Op-Ed: Artificially Intelligent. How to Use AI for Dummies Like Me

I have a love/hate relationship with AI, and I need to tell you about it. In the corporate world, as we all know, time is money and cash is king. I get the benefits of having AI, but, damn, do I feel dumb and lazy when I use it. Here’s a venting session about my thoughts on AI.

Section 1 | You Hypocrite!

Now, I’ll preface, I use AI to generate the images for this blog. I know! I know! I don’t like taking away from true artists. As the war against AI art carries on, just know, I’m a huge hypocrite. I also use AI as a crutch while researching. I don’t pump-and-dump in articles asking for a synopsis, but I’ll cross reference AI’s output against what I’ve read and obtained. Most of the time, it’s spot on with my current understanding. I’m not in a place where I can bounce ideas off a peer, so it’s nice to have a sanity check.

I use AI to make funny images on a free-to-read blog. I use AI as a peer to cross reference my existing knowledge against. I’ll keep AI in my toolbelt for when it’s sparingly needed. Even though I’m an automation specialist, I can’t support the current trend of cramming AI into everything.

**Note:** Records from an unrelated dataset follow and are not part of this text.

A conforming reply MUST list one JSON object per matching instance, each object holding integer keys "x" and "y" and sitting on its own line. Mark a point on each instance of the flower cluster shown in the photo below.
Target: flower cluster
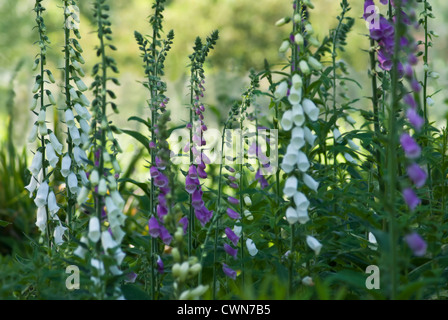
{"x": 198, "y": 160}
{"x": 50, "y": 147}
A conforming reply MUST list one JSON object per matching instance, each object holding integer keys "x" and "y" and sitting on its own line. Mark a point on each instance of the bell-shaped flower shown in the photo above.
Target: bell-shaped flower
{"x": 310, "y": 109}
{"x": 52, "y": 204}
{"x": 250, "y": 245}
{"x": 72, "y": 181}
{"x": 417, "y": 175}
{"x": 69, "y": 118}
{"x": 301, "y": 201}
{"x": 80, "y": 156}
{"x": 295, "y": 96}
{"x": 66, "y": 166}
{"x": 314, "y": 244}
{"x": 94, "y": 229}
{"x": 102, "y": 187}
{"x": 31, "y": 187}
{"x": 290, "y": 186}
{"x": 310, "y": 138}
{"x": 52, "y": 158}
{"x": 302, "y": 162}
{"x": 41, "y": 221}
{"x": 232, "y": 236}
{"x": 36, "y": 164}
{"x": 230, "y": 250}
{"x": 281, "y": 91}
{"x": 411, "y": 148}
{"x": 42, "y": 195}
{"x": 74, "y": 134}
{"x": 57, "y": 146}
{"x": 292, "y": 215}
{"x": 298, "y": 117}
{"x": 33, "y": 134}
{"x": 58, "y": 234}
{"x": 287, "y": 120}
{"x": 297, "y": 81}
{"x": 310, "y": 182}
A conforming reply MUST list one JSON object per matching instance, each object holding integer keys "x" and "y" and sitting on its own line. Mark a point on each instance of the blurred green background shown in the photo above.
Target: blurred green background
{"x": 248, "y": 35}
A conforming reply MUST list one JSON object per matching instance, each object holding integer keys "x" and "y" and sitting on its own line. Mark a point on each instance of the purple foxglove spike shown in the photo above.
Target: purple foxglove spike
{"x": 416, "y": 244}
{"x": 411, "y": 148}
{"x": 165, "y": 235}
{"x": 415, "y": 85}
{"x": 196, "y": 200}
{"x": 411, "y": 198}
{"x": 230, "y": 251}
{"x": 233, "y": 200}
{"x": 160, "y": 164}
{"x": 153, "y": 227}
{"x": 201, "y": 172}
{"x": 161, "y": 181}
{"x": 233, "y": 214}
{"x": 160, "y": 266}
{"x": 417, "y": 175}
{"x": 154, "y": 172}
{"x": 232, "y": 236}
{"x": 228, "y": 271}
{"x": 414, "y": 119}
{"x": 190, "y": 185}
{"x": 184, "y": 223}
{"x": 410, "y": 101}
{"x": 192, "y": 172}
{"x": 161, "y": 211}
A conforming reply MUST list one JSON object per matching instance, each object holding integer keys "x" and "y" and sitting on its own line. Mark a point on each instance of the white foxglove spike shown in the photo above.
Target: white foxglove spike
{"x": 102, "y": 187}
{"x": 303, "y": 216}
{"x": 314, "y": 244}
{"x": 51, "y": 155}
{"x": 297, "y": 81}
{"x": 58, "y": 233}
{"x": 290, "y": 186}
{"x": 297, "y": 138}
{"x": 295, "y": 96}
{"x": 66, "y": 166}
{"x": 281, "y": 91}
{"x": 302, "y": 162}
{"x": 310, "y": 182}
{"x": 74, "y": 134}
{"x": 57, "y": 146}
{"x": 301, "y": 201}
{"x": 41, "y": 221}
{"x": 298, "y": 117}
{"x": 310, "y": 138}
{"x": 85, "y": 127}
{"x": 291, "y": 215}
{"x": 310, "y": 109}
{"x": 31, "y": 187}
{"x": 36, "y": 164}
{"x": 69, "y": 118}
{"x": 80, "y": 156}
{"x": 94, "y": 229}
{"x": 53, "y": 207}
{"x": 337, "y": 135}
{"x": 287, "y": 120}
{"x": 33, "y": 134}
{"x": 42, "y": 195}
{"x": 72, "y": 181}
{"x": 81, "y": 251}
{"x": 83, "y": 195}
{"x": 251, "y": 247}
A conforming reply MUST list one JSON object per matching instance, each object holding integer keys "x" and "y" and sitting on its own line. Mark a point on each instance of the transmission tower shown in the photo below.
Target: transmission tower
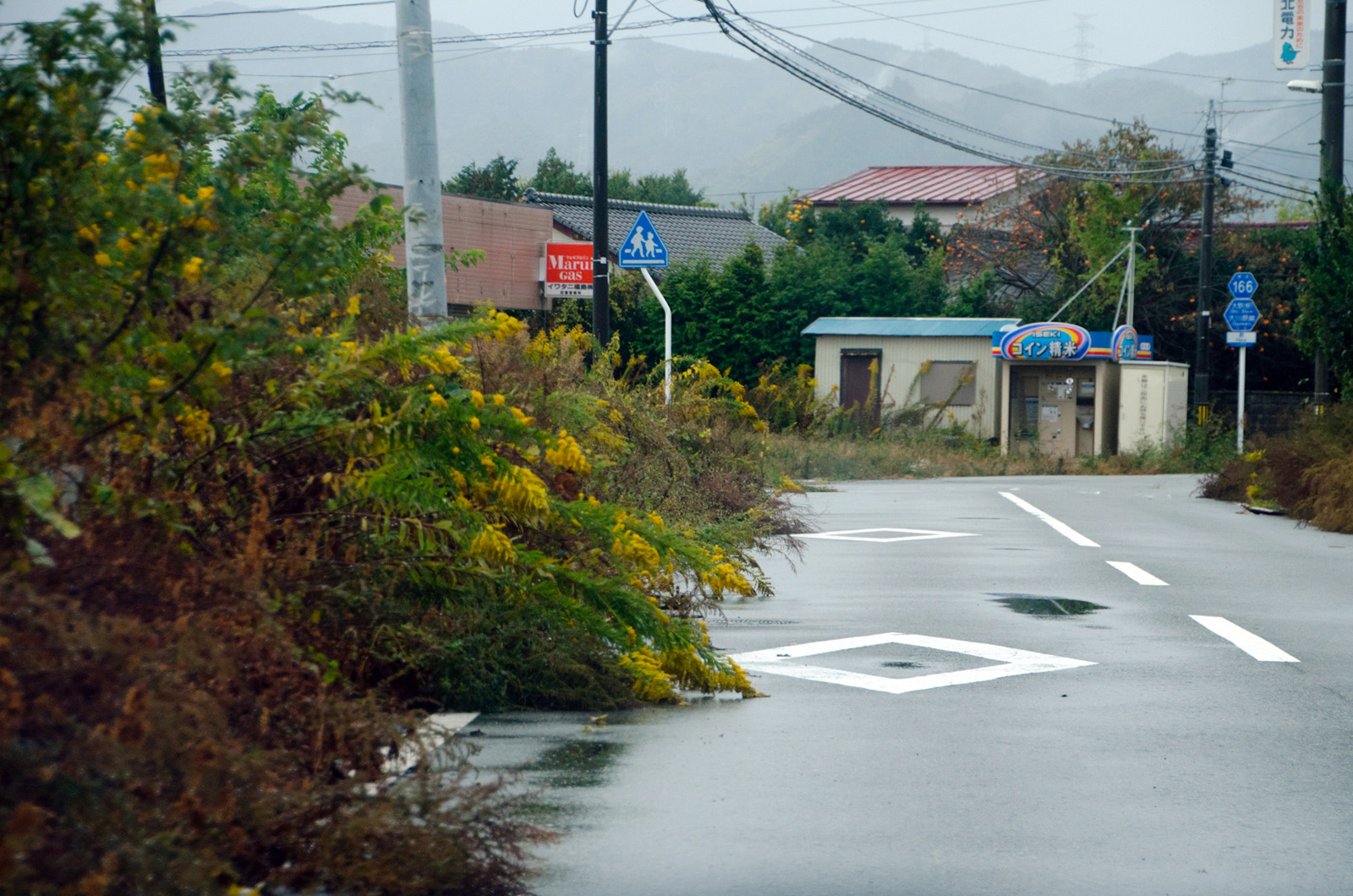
{"x": 1082, "y": 45}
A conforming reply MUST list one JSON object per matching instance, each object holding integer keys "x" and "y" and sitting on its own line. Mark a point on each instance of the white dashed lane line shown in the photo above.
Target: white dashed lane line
{"x": 1249, "y": 642}
{"x": 1136, "y": 573}
{"x": 1057, "y": 524}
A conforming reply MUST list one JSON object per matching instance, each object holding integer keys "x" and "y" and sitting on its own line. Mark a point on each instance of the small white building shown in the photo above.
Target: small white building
{"x": 1054, "y": 389}
{"x": 885, "y": 363}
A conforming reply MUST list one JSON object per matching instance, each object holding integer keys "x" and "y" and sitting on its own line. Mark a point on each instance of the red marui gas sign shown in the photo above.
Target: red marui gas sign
{"x": 568, "y": 270}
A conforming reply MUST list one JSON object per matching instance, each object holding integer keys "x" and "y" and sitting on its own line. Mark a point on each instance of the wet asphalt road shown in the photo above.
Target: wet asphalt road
{"x": 1175, "y": 763}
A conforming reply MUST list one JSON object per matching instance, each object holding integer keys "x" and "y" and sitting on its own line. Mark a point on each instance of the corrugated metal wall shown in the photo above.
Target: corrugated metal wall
{"x": 901, "y": 362}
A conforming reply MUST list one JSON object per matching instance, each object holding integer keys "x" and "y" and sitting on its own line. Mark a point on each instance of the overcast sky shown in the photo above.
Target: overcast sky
{"x": 1125, "y": 31}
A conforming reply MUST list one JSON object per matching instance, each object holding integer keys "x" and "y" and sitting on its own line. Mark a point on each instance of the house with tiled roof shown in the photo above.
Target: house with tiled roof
{"x": 511, "y": 234}
{"x": 953, "y": 194}
{"x": 689, "y": 232}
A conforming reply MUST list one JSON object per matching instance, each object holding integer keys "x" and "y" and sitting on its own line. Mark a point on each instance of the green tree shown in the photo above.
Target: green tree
{"x": 554, "y": 175}
{"x": 670, "y": 189}
{"x": 1325, "y": 322}
{"x": 496, "y": 180}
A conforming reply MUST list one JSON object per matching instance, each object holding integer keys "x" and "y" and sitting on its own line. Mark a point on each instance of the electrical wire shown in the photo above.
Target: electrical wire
{"x": 1061, "y": 56}
{"x": 755, "y": 46}
{"x": 232, "y": 13}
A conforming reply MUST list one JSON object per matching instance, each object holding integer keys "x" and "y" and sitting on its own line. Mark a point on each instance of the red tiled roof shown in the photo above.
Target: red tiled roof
{"x": 904, "y": 184}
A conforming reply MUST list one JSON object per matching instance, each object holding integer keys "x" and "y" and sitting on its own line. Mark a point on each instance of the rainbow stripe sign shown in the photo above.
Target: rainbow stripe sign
{"x": 1046, "y": 342}
{"x": 1125, "y": 344}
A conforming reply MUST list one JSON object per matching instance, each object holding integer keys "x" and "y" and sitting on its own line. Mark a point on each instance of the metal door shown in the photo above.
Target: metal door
{"x": 859, "y": 385}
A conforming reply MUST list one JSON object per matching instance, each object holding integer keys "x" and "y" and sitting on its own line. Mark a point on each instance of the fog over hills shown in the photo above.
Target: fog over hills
{"x": 741, "y": 125}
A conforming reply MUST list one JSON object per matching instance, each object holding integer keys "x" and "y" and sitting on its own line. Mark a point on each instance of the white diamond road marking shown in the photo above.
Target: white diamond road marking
{"x": 1057, "y": 524}
{"x": 1249, "y": 642}
{"x": 1136, "y": 573}
{"x": 897, "y": 535}
{"x": 1012, "y": 662}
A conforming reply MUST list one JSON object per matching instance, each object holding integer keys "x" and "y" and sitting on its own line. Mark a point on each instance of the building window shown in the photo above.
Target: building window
{"x": 951, "y": 383}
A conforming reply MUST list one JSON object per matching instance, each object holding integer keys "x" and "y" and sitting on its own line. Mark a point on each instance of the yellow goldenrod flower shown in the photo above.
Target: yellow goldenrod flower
{"x": 193, "y": 270}
{"x": 195, "y": 425}
{"x": 493, "y": 547}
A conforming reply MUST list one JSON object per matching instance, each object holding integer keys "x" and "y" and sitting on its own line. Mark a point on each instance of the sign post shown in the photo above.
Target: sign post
{"x": 568, "y": 270}
{"x": 643, "y": 249}
{"x": 1241, "y": 315}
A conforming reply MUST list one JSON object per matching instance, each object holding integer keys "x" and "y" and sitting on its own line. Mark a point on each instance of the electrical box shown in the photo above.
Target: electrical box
{"x": 1153, "y": 403}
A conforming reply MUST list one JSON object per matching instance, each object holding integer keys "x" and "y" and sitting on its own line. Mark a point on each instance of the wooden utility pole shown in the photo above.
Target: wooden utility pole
{"x": 601, "y": 207}
{"x": 153, "y": 63}
{"x": 1332, "y": 142}
{"x": 1203, "y": 320}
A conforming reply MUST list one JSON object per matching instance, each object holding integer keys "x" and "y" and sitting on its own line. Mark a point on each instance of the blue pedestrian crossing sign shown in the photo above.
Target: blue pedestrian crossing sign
{"x": 643, "y": 248}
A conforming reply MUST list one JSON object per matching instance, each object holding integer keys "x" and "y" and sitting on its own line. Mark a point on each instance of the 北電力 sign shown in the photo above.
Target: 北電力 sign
{"x": 1291, "y": 34}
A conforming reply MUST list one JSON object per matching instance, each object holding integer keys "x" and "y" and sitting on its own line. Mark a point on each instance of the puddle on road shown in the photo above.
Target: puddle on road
{"x": 577, "y": 763}
{"x": 1053, "y": 607}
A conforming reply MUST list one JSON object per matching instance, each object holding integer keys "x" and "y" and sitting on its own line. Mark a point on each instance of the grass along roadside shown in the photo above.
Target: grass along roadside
{"x": 928, "y": 454}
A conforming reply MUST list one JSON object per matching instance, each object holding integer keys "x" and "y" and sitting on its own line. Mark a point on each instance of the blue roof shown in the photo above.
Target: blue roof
{"x": 974, "y": 326}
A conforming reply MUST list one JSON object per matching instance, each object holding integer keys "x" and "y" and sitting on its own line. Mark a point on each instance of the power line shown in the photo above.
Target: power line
{"x": 218, "y": 15}
{"x": 739, "y": 36}
{"x": 1060, "y": 56}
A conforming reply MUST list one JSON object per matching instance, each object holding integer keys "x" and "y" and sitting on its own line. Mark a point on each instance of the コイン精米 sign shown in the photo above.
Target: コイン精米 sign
{"x": 1046, "y": 342}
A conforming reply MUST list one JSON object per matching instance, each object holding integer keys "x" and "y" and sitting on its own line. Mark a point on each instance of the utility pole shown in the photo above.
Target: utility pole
{"x": 1203, "y": 326}
{"x": 1332, "y": 139}
{"x": 1131, "y": 274}
{"x": 153, "y": 63}
{"x": 601, "y": 207}
{"x": 425, "y": 254}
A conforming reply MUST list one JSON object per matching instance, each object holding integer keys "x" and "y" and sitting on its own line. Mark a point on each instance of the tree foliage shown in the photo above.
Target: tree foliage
{"x": 496, "y": 180}
{"x": 1326, "y": 301}
{"x": 750, "y": 310}
{"x": 555, "y": 175}
{"x": 1054, "y": 233}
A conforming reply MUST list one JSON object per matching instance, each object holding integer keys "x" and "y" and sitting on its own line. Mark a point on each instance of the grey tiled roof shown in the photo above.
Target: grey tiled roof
{"x": 687, "y": 232}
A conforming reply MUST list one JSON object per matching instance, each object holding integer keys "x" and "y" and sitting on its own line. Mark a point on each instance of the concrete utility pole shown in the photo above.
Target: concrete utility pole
{"x": 1130, "y": 281}
{"x": 425, "y": 267}
{"x": 1203, "y": 326}
{"x": 153, "y": 63}
{"x": 601, "y": 207}
{"x": 1332, "y": 139}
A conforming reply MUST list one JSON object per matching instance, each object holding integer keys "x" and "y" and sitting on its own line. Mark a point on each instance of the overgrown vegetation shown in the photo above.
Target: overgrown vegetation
{"x": 247, "y": 527}
{"x": 1307, "y": 473}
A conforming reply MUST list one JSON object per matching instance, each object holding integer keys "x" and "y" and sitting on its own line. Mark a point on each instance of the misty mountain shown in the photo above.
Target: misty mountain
{"x": 741, "y": 125}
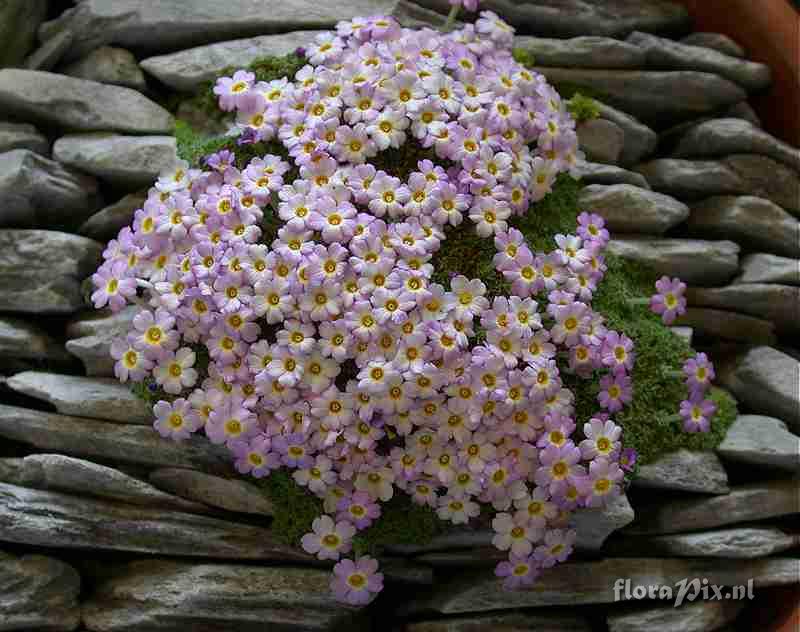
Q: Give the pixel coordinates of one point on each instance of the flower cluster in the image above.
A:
(331, 350)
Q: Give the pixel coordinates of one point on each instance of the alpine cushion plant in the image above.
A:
(292, 311)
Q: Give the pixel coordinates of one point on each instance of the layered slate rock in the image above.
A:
(656, 98)
(41, 270)
(684, 470)
(761, 268)
(576, 583)
(698, 616)
(725, 136)
(751, 221)
(39, 593)
(38, 192)
(163, 595)
(612, 18)
(755, 501)
(84, 396)
(695, 261)
(766, 381)
(156, 26)
(582, 52)
(56, 472)
(127, 161)
(119, 443)
(630, 209)
(188, 69)
(79, 105)
(41, 518)
(667, 54)
(763, 441)
(108, 64)
(232, 494)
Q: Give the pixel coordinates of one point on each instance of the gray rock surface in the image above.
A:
(755, 223)
(41, 518)
(601, 140)
(695, 261)
(96, 398)
(754, 501)
(188, 69)
(108, 64)
(699, 616)
(770, 301)
(663, 53)
(56, 472)
(653, 97)
(79, 105)
(19, 20)
(727, 325)
(761, 268)
(156, 26)
(725, 136)
(759, 440)
(163, 595)
(766, 380)
(39, 593)
(38, 192)
(118, 443)
(684, 470)
(629, 209)
(581, 52)
(41, 270)
(233, 494)
(126, 161)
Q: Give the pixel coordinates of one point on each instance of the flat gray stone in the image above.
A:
(233, 494)
(107, 222)
(56, 472)
(38, 192)
(629, 209)
(126, 161)
(118, 443)
(754, 501)
(695, 261)
(686, 471)
(601, 140)
(39, 593)
(188, 70)
(96, 398)
(717, 323)
(41, 270)
(79, 105)
(592, 582)
(716, 41)
(759, 440)
(569, 18)
(725, 136)
(42, 518)
(766, 380)
(769, 301)
(108, 64)
(22, 136)
(581, 52)
(155, 26)
(663, 53)
(640, 140)
(19, 20)
(696, 616)
(165, 595)
(654, 97)
(753, 222)
(761, 268)
(595, 173)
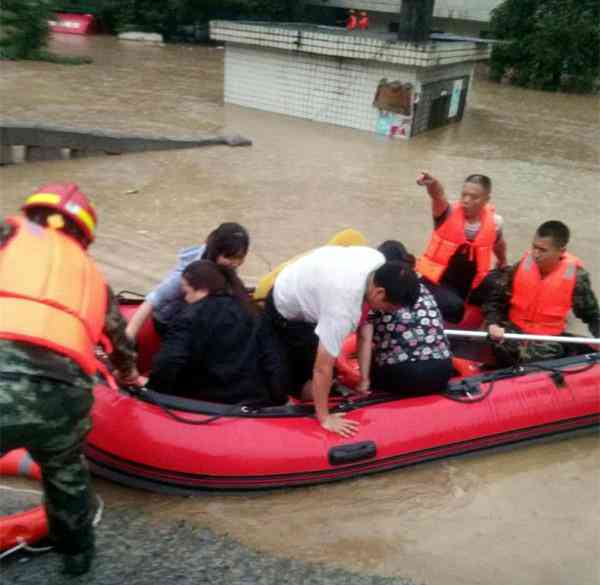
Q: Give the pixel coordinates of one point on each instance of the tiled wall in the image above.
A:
(317, 40)
(460, 9)
(321, 88)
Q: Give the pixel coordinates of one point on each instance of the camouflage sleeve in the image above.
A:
(585, 304)
(495, 306)
(6, 231)
(123, 355)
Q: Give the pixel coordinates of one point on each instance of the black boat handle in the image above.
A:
(352, 453)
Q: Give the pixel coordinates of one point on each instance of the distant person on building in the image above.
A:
(466, 236)
(227, 245)
(351, 21)
(536, 294)
(363, 21)
(315, 304)
(55, 307)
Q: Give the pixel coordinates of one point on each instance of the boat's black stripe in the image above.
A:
(113, 465)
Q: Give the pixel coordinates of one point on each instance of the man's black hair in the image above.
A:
(395, 251)
(557, 231)
(482, 180)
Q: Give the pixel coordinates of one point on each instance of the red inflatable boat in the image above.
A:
(166, 443)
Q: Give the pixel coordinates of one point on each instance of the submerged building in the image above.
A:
(396, 83)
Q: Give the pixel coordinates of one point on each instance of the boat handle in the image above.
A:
(351, 453)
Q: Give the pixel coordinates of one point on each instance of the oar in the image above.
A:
(523, 336)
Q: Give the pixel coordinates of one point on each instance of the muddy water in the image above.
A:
(525, 516)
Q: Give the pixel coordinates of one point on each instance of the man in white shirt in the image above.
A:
(315, 304)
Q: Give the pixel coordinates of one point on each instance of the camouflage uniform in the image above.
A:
(45, 403)
(496, 309)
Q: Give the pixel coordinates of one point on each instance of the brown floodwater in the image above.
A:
(526, 515)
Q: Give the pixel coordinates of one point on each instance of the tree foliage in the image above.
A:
(24, 28)
(550, 44)
(168, 16)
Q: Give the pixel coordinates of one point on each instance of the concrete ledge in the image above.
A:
(152, 38)
(337, 42)
(48, 143)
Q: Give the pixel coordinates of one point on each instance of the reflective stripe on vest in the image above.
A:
(541, 305)
(52, 293)
(450, 236)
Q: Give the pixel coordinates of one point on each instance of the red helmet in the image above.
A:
(68, 200)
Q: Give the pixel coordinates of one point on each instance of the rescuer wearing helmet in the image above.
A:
(54, 310)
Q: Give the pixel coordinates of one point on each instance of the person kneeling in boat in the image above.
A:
(215, 349)
(535, 296)
(55, 308)
(466, 234)
(405, 351)
(315, 304)
(227, 246)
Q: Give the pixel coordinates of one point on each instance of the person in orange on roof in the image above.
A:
(363, 21)
(351, 21)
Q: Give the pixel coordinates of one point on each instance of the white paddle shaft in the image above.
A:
(523, 336)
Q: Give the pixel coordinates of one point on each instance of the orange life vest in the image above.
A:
(541, 305)
(51, 293)
(450, 236)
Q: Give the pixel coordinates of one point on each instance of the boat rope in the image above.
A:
(142, 392)
(24, 546)
(468, 394)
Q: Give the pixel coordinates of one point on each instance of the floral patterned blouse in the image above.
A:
(410, 334)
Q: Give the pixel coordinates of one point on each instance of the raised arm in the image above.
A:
(439, 203)
(500, 251)
(585, 304)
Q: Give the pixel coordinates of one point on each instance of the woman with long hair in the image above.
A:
(226, 246)
(214, 349)
(406, 351)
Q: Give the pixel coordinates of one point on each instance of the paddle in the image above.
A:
(523, 337)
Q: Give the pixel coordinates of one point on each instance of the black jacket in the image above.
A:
(216, 351)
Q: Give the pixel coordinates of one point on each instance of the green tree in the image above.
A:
(549, 44)
(24, 28)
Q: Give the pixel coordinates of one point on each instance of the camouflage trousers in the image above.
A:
(512, 352)
(50, 418)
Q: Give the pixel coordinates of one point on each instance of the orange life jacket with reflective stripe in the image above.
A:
(450, 236)
(541, 305)
(51, 293)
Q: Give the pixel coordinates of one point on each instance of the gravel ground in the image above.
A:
(136, 550)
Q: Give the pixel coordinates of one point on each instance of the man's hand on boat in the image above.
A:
(337, 423)
(131, 378)
(363, 388)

Section 2 | Take Pride in Your Work

AI should be used as a supplemental tool, a digital monkey wrench to fix a leaky faucet. What AI should not do is replace years of experience, knowledge, and technique. AI should not replace the trials-by-fire that come with professional growth. I’ll spend hours configuring servers for a project by reviewing documentation and forum posts. If I use AI to tell me exactly what to build and how, I’m not learning anything. I doubt that the steps I take to build this system would even retain in memory if I relied solely on AI’s guidance. And what about the “gotchas”; the caveats and nuances? Just keep yelling at my AI bot to give me the correct answer, I guess?

Here’s an example: coding. Yes, AI can make some smooth scripts and lines of code, but if I just copy and paste the output, I’m not strengthening my skills. The more I grow my skills, the more often I can come to the next problem and go “Ah! I remember using the Start-BITSTransfer cmdlet. I can use that here on this project”.

The need for professional experience is being shorted by AI, and that’s depressing to me.

Section 3 | “Prompt: Write my a summary of this blog post”

Referring to the heading — I would never do that. AI could probably write me a soulless summary of this post. Then I could ask it to make the summary more engaging, and probably even translate it to Spanish. But I just can’t work up the nerve to do that. Artificial Intelligence has its place, but we can’t use and abuse it. We can’t cram it into every facet of our lives. What is that doing for us? It’s eliminating personal growth.